The restraining order would be the first step in replacing the department with "with a transformative new model of public safety," said City Council President Lisa Bender on Thursday.

"We are going to dramatically rethink how we approach public safety and emergency response," added City Council member Jeremiah Ellison. 

The Minnesota Department of Human Rights worked with elected officials this week to develop the order, which, if passed, would allow the city to make "immediate changes to the police department that may include increased accountability and shifts in use of force policies," according to the Huffington Post.

Bender told the Minneapolis Star-Tribune that the state's investigation could result in "Minneapolis police eventually entering a receivership that restructures the department."

A restructuring could include redirecting funding to community-based safety programs and create a "public safety department" to replace the traditional police department. Bender told the Star-Tribune that social workers and medical professionals may begin responding to many calls now handled by armed police officers. 

After council members vote at a public meeting Friday, a judge would need to approve the restraining order at a hearing expected to take place next week.

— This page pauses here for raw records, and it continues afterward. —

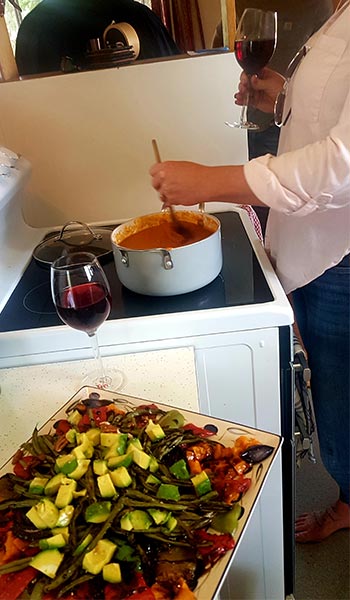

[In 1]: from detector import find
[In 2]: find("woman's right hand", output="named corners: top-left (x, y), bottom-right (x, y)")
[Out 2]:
top-left (234, 67), bottom-right (285, 113)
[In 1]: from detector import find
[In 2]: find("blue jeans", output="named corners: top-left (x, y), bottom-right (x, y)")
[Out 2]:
top-left (293, 255), bottom-right (350, 504)
top-left (248, 125), bottom-right (281, 160)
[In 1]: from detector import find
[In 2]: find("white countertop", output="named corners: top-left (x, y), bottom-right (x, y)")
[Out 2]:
top-left (0, 348), bottom-right (198, 465)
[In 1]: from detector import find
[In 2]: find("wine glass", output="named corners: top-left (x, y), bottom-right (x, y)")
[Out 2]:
top-left (51, 252), bottom-right (124, 390)
top-left (226, 8), bottom-right (277, 129)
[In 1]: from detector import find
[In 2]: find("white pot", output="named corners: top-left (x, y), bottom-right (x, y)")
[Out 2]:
top-left (111, 210), bottom-right (222, 296)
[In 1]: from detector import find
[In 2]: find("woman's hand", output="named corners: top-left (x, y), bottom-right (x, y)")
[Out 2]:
top-left (234, 68), bottom-right (285, 113)
top-left (149, 161), bottom-right (211, 206)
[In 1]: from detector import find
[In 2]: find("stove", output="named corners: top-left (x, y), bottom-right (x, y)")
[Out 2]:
top-left (0, 212), bottom-right (274, 332)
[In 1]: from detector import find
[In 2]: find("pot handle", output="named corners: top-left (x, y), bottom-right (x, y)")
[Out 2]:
top-left (55, 221), bottom-right (102, 242)
top-left (119, 249), bottom-right (174, 271)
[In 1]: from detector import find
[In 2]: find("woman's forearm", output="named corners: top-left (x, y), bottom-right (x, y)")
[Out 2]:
top-left (150, 161), bottom-right (265, 206)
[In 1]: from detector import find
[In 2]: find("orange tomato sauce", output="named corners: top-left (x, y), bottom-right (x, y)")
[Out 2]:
top-left (118, 221), bottom-right (213, 250)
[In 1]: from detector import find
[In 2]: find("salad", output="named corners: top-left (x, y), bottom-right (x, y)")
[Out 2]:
top-left (0, 392), bottom-right (274, 600)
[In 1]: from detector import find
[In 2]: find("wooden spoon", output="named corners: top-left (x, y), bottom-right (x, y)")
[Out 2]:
top-left (152, 139), bottom-right (189, 237)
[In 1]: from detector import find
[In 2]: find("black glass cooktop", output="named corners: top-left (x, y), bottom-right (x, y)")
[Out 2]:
top-left (0, 212), bottom-right (273, 331)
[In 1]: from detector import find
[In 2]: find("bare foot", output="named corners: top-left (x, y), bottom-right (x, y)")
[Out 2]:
top-left (295, 500), bottom-right (350, 543)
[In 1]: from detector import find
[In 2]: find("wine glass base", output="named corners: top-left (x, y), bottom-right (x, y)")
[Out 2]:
top-left (82, 368), bottom-right (126, 392)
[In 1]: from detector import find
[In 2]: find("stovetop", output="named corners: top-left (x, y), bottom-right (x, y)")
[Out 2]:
top-left (0, 212), bottom-right (273, 332)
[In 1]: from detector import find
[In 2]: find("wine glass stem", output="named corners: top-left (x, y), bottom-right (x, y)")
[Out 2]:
top-left (88, 332), bottom-right (107, 386)
top-left (241, 82), bottom-right (250, 126)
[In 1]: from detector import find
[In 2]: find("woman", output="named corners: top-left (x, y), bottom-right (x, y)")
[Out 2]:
top-left (150, 0), bottom-right (350, 542)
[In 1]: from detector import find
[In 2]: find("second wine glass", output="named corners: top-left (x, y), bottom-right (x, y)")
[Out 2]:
top-left (234, 8), bottom-right (277, 129)
top-left (51, 252), bottom-right (124, 390)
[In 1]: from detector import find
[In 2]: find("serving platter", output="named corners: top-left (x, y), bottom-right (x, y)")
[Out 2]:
top-left (0, 387), bottom-right (282, 600)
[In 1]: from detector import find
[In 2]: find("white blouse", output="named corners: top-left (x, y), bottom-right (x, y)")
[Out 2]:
top-left (244, 0), bottom-right (350, 293)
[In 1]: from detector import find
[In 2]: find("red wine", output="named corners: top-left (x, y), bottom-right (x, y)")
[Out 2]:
top-left (235, 38), bottom-right (275, 75)
top-left (56, 283), bottom-right (111, 333)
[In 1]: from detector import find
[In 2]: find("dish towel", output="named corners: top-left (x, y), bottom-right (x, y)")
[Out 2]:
top-left (239, 204), bottom-right (264, 243)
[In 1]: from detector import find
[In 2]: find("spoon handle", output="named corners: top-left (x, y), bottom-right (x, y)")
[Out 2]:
top-left (152, 140), bottom-right (162, 162)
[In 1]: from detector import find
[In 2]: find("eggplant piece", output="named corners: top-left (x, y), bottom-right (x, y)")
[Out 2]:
top-left (155, 546), bottom-right (198, 590)
top-left (240, 444), bottom-right (274, 465)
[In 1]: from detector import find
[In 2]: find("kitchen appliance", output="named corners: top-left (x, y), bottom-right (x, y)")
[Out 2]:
top-left (0, 155), bottom-right (294, 600)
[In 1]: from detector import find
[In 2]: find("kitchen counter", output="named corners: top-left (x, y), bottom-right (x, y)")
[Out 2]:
top-left (0, 348), bottom-right (199, 465)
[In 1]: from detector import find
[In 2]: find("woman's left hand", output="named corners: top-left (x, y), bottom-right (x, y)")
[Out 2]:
top-left (149, 161), bottom-right (210, 206)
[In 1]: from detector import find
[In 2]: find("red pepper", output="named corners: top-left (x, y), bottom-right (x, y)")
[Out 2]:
top-left (0, 567), bottom-right (38, 600)
top-left (196, 529), bottom-right (235, 566)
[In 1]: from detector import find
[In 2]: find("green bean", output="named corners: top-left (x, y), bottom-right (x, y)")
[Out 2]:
top-left (144, 531), bottom-right (192, 548)
top-left (0, 556), bottom-right (32, 575)
top-left (0, 498), bottom-right (38, 510)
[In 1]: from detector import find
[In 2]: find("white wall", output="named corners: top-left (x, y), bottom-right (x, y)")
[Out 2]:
top-left (0, 54), bottom-right (246, 227)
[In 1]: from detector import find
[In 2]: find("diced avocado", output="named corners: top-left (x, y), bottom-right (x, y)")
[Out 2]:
top-left (45, 473), bottom-right (67, 496)
top-left (26, 498), bottom-right (59, 529)
top-left (120, 512), bottom-right (133, 531)
top-left (191, 471), bottom-right (211, 496)
top-left (73, 488), bottom-right (87, 498)
top-left (83, 539), bottom-right (117, 575)
top-left (132, 448), bottom-right (151, 469)
top-left (146, 475), bottom-right (162, 485)
top-left (100, 431), bottom-right (120, 448)
top-left (29, 548), bottom-right (64, 579)
top-left (73, 533), bottom-right (93, 556)
top-left (85, 500), bottom-right (112, 523)
top-left (55, 478), bottom-right (77, 508)
top-left (165, 515), bottom-right (177, 533)
top-left (56, 504), bottom-right (74, 527)
top-left (157, 483), bottom-right (180, 502)
top-left (28, 477), bottom-right (49, 494)
top-left (159, 409), bottom-right (185, 429)
top-left (39, 533), bottom-right (67, 550)
top-left (147, 508), bottom-right (169, 525)
top-left (26, 506), bottom-right (47, 529)
top-left (169, 458), bottom-right (190, 480)
top-left (111, 467), bottom-right (132, 488)
top-left (107, 452), bottom-right (132, 470)
top-left (66, 427), bottom-right (77, 444)
top-left (116, 544), bottom-right (137, 562)
top-left (211, 504), bottom-right (243, 535)
top-left (68, 458), bottom-right (90, 481)
top-left (100, 432), bottom-right (128, 458)
top-left (56, 454), bottom-right (78, 475)
top-left (72, 436), bottom-right (94, 459)
top-left (85, 427), bottom-right (101, 446)
top-left (149, 456), bottom-right (159, 473)
top-left (92, 458), bottom-right (108, 475)
top-left (146, 421), bottom-right (165, 442)
top-left (97, 473), bottom-right (117, 498)
top-left (67, 409), bottom-right (81, 425)
top-left (126, 438), bottom-right (142, 452)
top-left (129, 510), bottom-right (153, 531)
top-left (102, 563), bottom-right (122, 583)
top-left (51, 527), bottom-right (69, 543)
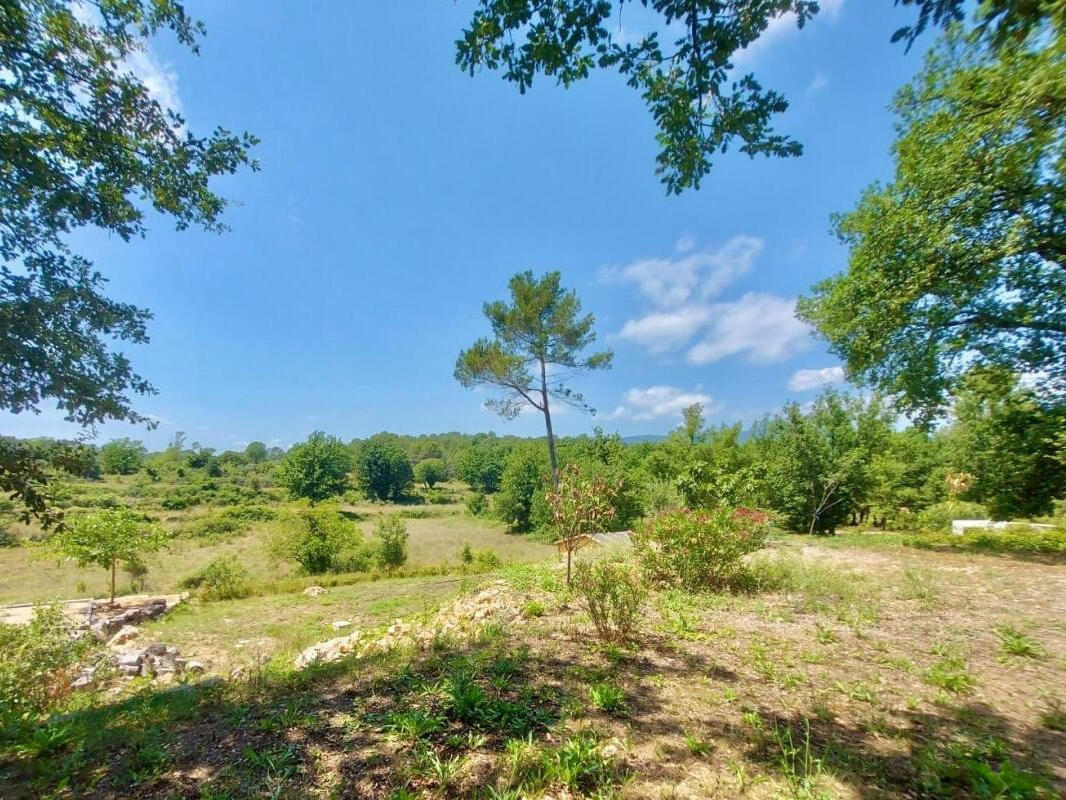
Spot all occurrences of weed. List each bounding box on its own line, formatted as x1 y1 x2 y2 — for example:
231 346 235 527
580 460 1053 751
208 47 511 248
383 708 445 741
772 719 831 800
684 731 711 758
588 684 626 715
922 645 975 694
915 739 1049 800
996 625 1046 658
1040 698 1066 733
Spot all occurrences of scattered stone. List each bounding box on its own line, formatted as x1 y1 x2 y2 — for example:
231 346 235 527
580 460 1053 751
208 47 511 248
108 625 141 647
294 580 524 669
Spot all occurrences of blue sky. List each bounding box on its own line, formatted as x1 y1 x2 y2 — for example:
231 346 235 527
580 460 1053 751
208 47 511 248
3 0 932 449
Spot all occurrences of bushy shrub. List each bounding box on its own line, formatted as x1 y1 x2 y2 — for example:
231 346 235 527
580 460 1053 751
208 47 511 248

The order, along with a civil rights charge filed by the state human rights department this week, comes amid a nationwide uprising over Floyd's killing by now-former Minneapolis police officer Derek Chauvin and three other officers who failed to intervene in Chauvin's attack.

The Minneapolis school board also acted swiftly to respond to Floyd's killing, voting unanimously on Tuesday to terminate a $1.1 million yearly contract with the police, under which schools employed armed "school resource officers."

Significantly remaking a city police department is not unprecedented. Camden, New Jersey disbanded its police force in 2012 and remade the department by implementing far-reaching reforms, adopting an extensive use-of-force policy which emphasizes deescalation. The city has seen a steep decline in crime since 2012.

"This can be done," tweeted Adam Forman, a policy officer for the city of New York.

Bender emphasized that "comfortable white people" in Minneapolis must fully commit to remaking its police department as a means of securing racial justice in the city.